Se il tuo impianto ha più di 20 anni, la manutenzione ordinaria potrebbe non essere sufficiente. Considera un rifacimento completo o parziale se:

  • Non ha salvavita (obbligatorio dalla legge 46/90)
  • Ha prese a due poli senza terra
  • Usa ancora fusibili invece di magnetotermici
  • I cavi sono con isolamento in gomma (non PVC)
  • Il quadro è in legno o materiale non ignifugo

Costi della Manutenzione Periodica

Prezzi indicativi per appartamento standard (80-100 mq):

  • Controllo base (quadro + salvavita + terra): 120-180 euro
  • Verifica completa con strumentazione: 200-350 euro
  • Verifica + rilascio certificazione: 350-500 euro
  • Manutenzione ordinaria (serraggio, pulizia, test): 80-120 euro

Una manutenzione periodica costa molto meno di un guasto improvviso, che può richiedere interventi d'urgenza a costi triplicati (150-300 euro solo la chiamata fuori orario).

Normativa DM 37/08 e Certificazioni

Il DM 37/08 (ex legge 46/90) obbliga a mantenere la conformità dell'impianto. Quando fai manutenzione straordinaria (sostituzione componenti, aggiunte, modifiche), l'elettricista deve rilasciare:

  • Dichiarazione di conformità (DiCo) per lavori nuovi o ristrutturazioni complete
  • Dichiarazione di rispondenza (DiRi) per adeguamenti su impianti esistenti

Questi documenti sono obbligatori per vendita/affitto immobili e per validità assicurazioni.
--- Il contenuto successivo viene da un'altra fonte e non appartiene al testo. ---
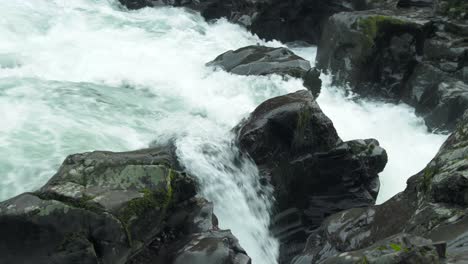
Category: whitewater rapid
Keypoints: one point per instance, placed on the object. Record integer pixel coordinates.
(83, 75)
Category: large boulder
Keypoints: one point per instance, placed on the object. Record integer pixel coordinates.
(407, 55)
(261, 60)
(313, 172)
(434, 206)
(105, 207)
(284, 20)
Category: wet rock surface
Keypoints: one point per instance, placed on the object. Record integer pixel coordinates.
(414, 55)
(314, 173)
(105, 207)
(433, 206)
(261, 60)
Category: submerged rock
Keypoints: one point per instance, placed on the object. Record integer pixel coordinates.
(314, 173)
(408, 55)
(261, 60)
(105, 207)
(434, 206)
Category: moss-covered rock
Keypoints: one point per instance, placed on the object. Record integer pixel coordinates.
(408, 55)
(108, 208)
(261, 60)
(314, 173)
(434, 206)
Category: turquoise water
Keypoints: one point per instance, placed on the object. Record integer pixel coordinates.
(83, 75)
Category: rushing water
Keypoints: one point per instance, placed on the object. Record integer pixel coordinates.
(81, 75)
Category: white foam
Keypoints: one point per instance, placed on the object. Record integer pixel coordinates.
(83, 75)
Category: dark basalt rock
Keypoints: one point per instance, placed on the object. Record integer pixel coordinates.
(105, 207)
(260, 60)
(401, 248)
(434, 206)
(314, 173)
(408, 55)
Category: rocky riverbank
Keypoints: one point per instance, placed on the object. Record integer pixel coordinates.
(143, 207)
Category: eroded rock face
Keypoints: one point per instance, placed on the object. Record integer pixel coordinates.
(434, 206)
(314, 173)
(105, 207)
(261, 60)
(405, 54)
(299, 20)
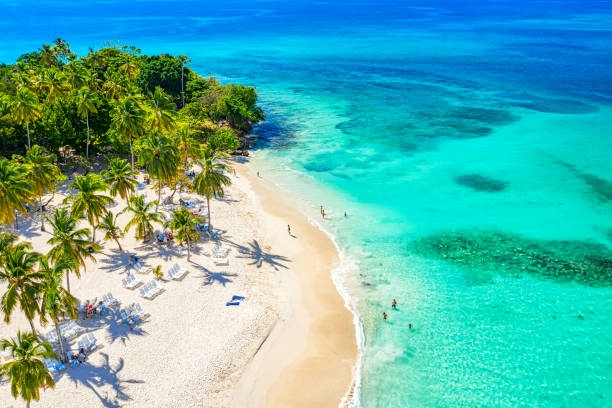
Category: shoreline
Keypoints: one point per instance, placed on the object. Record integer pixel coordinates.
(318, 339)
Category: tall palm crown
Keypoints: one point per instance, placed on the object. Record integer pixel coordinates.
(210, 182)
(127, 120)
(26, 109)
(19, 272)
(120, 177)
(69, 242)
(160, 110)
(14, 190)
(55, 85)
(143, 217)
(42, 173)
(27, 371)
(111, 229)
(183, 223)
(86, 101)
(56, 302)
(160, 157)
(87, 202)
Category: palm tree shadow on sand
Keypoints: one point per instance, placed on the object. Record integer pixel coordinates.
(259, 256)
(94, 377)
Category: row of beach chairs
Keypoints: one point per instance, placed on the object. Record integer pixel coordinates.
(131, 282)
(150, 290)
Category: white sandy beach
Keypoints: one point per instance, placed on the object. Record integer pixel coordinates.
(291, 333)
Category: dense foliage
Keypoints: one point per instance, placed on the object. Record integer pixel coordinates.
(106, 100)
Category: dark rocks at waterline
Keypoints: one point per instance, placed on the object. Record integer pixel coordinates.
(481, 183)
(586, 263)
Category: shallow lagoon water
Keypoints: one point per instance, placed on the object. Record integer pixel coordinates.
(377, 109)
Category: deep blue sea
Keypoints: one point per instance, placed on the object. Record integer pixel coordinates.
(469, 142)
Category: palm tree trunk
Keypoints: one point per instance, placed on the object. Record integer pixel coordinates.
(118, 244)
(158, 194)
(63, 357)
(87, 149)
(32, 326)
(42, 218)
(182, 89)
(28, 130)
(132, 152)
(208, 207)
(188, 248)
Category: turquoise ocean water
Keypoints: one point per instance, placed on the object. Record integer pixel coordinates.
(470, 144)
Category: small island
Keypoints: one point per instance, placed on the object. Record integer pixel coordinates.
(116, 286)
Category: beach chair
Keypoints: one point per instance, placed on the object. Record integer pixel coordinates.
(139, 311)
(92, 342)
(220, 261)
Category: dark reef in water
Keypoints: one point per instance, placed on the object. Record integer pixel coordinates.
(600, 187)
(583, 262)
(481, 183)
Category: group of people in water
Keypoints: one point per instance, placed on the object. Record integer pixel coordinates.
(394, 307)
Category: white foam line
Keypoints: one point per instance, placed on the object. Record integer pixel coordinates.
(338, 274)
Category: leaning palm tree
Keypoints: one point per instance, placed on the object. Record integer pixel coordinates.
(111, 229)
(183, 223)
(56, 302)
(26, 109)
(120, 177)
(160, 110)
(86, 202)
(27, 371)
(127, 120)
(69, 242)
(143, 217)
(86, 103)
(211, 180)
(19, 272)
(43, 175)
(14, 191)
(160, 157)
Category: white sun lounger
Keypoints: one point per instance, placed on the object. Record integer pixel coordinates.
(221, 261)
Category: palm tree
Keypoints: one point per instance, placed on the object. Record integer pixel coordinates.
(127, 120)
(27, 371)
(143, 216)
(183, 59)
(14, 190)
(70, 243)
(19, 271)
(211, 181)
(160, 157)
(26, 109)
(188, 145)
(129, 68)
(42, 173)
(87, 202)
(109, 225)
(86, 103)
(121, 178)
(160, 110)
(56, 301)
(183, 223)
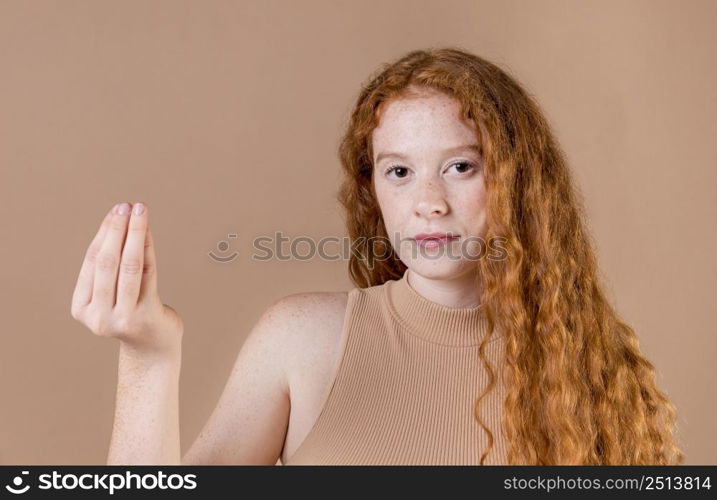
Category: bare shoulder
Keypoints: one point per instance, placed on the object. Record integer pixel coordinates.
(311, 352)
(315, 320)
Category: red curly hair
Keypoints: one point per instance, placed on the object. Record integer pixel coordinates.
(579, 391)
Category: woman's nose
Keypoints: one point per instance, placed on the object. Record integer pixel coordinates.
(431, 200)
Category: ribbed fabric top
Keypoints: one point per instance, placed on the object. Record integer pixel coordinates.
(404, 390)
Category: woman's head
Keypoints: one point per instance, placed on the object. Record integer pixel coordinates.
(578, 389)
(427, 178)
(481, 105)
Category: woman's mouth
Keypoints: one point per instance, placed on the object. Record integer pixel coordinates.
(434, 240)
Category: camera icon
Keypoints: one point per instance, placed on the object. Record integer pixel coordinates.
(17, 482)
(223, 246)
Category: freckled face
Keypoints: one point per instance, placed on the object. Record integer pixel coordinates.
(428, 177)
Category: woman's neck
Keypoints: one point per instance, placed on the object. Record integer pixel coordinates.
(458, 292)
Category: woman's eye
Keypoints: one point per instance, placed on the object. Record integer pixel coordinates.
(464, 167)
(401, 172)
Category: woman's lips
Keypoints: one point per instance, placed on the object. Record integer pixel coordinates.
(434, 241)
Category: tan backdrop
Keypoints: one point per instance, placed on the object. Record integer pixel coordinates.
(224, 117)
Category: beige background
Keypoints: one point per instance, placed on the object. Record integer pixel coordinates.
(224, 116)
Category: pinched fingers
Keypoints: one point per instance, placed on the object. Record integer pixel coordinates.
(107, 263)
(131, 267)
(82, 294)
(148, 288)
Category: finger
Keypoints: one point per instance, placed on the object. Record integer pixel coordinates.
(83, 288)
(104, 289)
(148, 287)
(132, 261)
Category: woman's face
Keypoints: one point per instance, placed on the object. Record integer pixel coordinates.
(428, 178)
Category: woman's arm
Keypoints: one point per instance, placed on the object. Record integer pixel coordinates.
(146, 421)
(249, 424)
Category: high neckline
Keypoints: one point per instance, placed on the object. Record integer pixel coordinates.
(450, 326)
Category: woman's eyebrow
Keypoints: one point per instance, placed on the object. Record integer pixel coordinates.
(458, 149)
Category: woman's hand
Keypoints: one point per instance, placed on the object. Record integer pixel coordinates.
(116, 291)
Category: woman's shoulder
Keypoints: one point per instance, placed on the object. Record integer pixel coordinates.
(308, 307)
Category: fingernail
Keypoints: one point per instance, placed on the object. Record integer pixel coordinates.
(138, 208)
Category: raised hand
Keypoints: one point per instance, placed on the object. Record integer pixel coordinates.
(116, 291)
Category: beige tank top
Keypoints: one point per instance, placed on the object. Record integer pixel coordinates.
(404, 390)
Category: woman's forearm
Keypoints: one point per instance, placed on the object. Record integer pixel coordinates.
(146, 420)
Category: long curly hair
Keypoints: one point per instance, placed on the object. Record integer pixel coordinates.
(578, 389)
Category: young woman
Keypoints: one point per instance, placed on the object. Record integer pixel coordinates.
(478, 332)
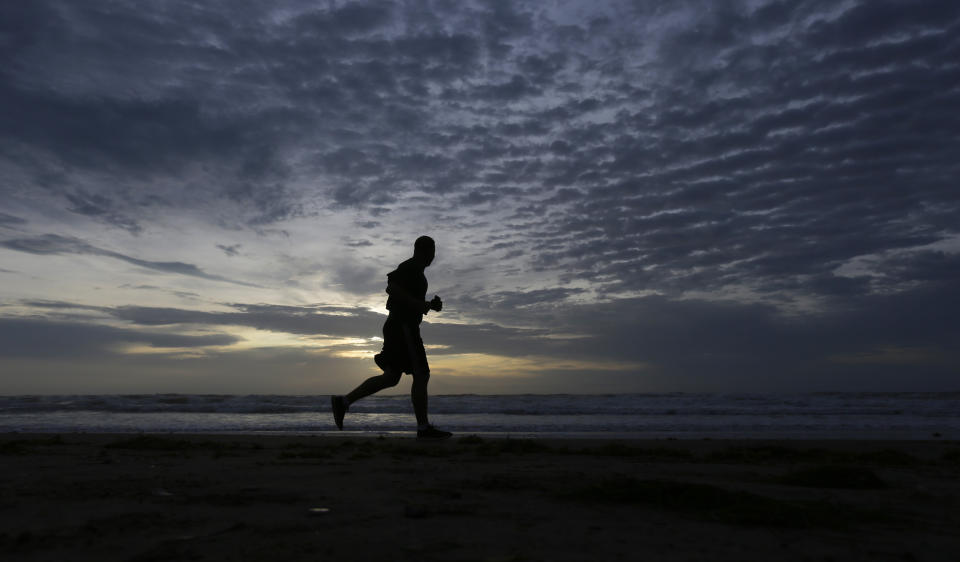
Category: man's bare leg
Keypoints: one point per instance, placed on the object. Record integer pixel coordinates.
(339, 404)
(418, 395)
(373, 385)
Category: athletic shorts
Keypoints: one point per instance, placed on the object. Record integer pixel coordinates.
(402, 346)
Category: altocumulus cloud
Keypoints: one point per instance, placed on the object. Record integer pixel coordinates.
(751, 175)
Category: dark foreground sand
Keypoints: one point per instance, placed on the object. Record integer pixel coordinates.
(202, 497)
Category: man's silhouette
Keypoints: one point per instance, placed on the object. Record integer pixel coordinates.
(402, 347)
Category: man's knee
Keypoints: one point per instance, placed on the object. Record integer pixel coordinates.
(391, 378)
(421, 375)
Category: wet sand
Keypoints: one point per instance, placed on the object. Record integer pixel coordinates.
(241, 497)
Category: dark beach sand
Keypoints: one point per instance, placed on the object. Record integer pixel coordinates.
(239, 497)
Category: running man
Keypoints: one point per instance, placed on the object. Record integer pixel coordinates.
(402, 347)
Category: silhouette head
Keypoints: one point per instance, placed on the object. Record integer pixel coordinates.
(424, 250)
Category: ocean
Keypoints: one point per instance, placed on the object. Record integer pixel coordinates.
(908, 416)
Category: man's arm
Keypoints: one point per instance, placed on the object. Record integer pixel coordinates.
(396, 291)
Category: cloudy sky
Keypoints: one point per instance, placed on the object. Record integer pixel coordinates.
(646, 196)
Manutenzione in Condominio: Chi Paga Cosa

In condominio la divisione delle spese è:

  • Impianto comune (scale, ascensore, luci cortile): spesa condominiale ripartita
  • Impianto privato (dentro l'appartamento): a carico del proprietario
  • Montante dal contatore al quadro appartamento: generalmente proprietario (verifica regolamento)

Registro delle Manutenzioni: Obbligatorio?

Per impianti civili residenziali non è obbligatorio, ma è fortemente consigliato tenere un registro con:

  • Date delle verifiche periodiche
  • Eventuali anomalie riscontrate
  • Interventi di manutenzione/riparazione effettuati
  • Sostituzioni componenti (salvavita, magnetotermici, prese)

Questo registro aumenta il valore dell'immobile e dimostra la diligenza del proprietario in caso di contenziosi assicurativi o vendita.

FAQ - Domande Frequenti

La verifica ogni 5 anni è obbligatoria per legge?

Per abitazioni private non è un obbligo sanzionabile, ma la norma CEI 64-8 la raccomanda fortemente. È invece obbligatoria per locali commerciali, condomini, ambienti a maggior rischio. Anche per abitazioni private, molte assicurazioni la richiedono per validità polizza incendio.

Posso fare la manutenzione da solo?

I controlli visivi e il test del salvavita sì. Ma misure con strumentazione (megger, terrometro, pinza amperometrica) e apertura del quadro richiedono competenze professionali. Interventi sull'impianto richiedono elettricista abilitato DM 37/08.

Cosa succede se non faccio manutenzione?

Rischi: guasti improvvisi, cortocircuiti, incendi, invalidazione assicurazione casa, impossibilità di vendere/affittare senza certificazioni, responsabilità civile e penale in caso di incidente a persone.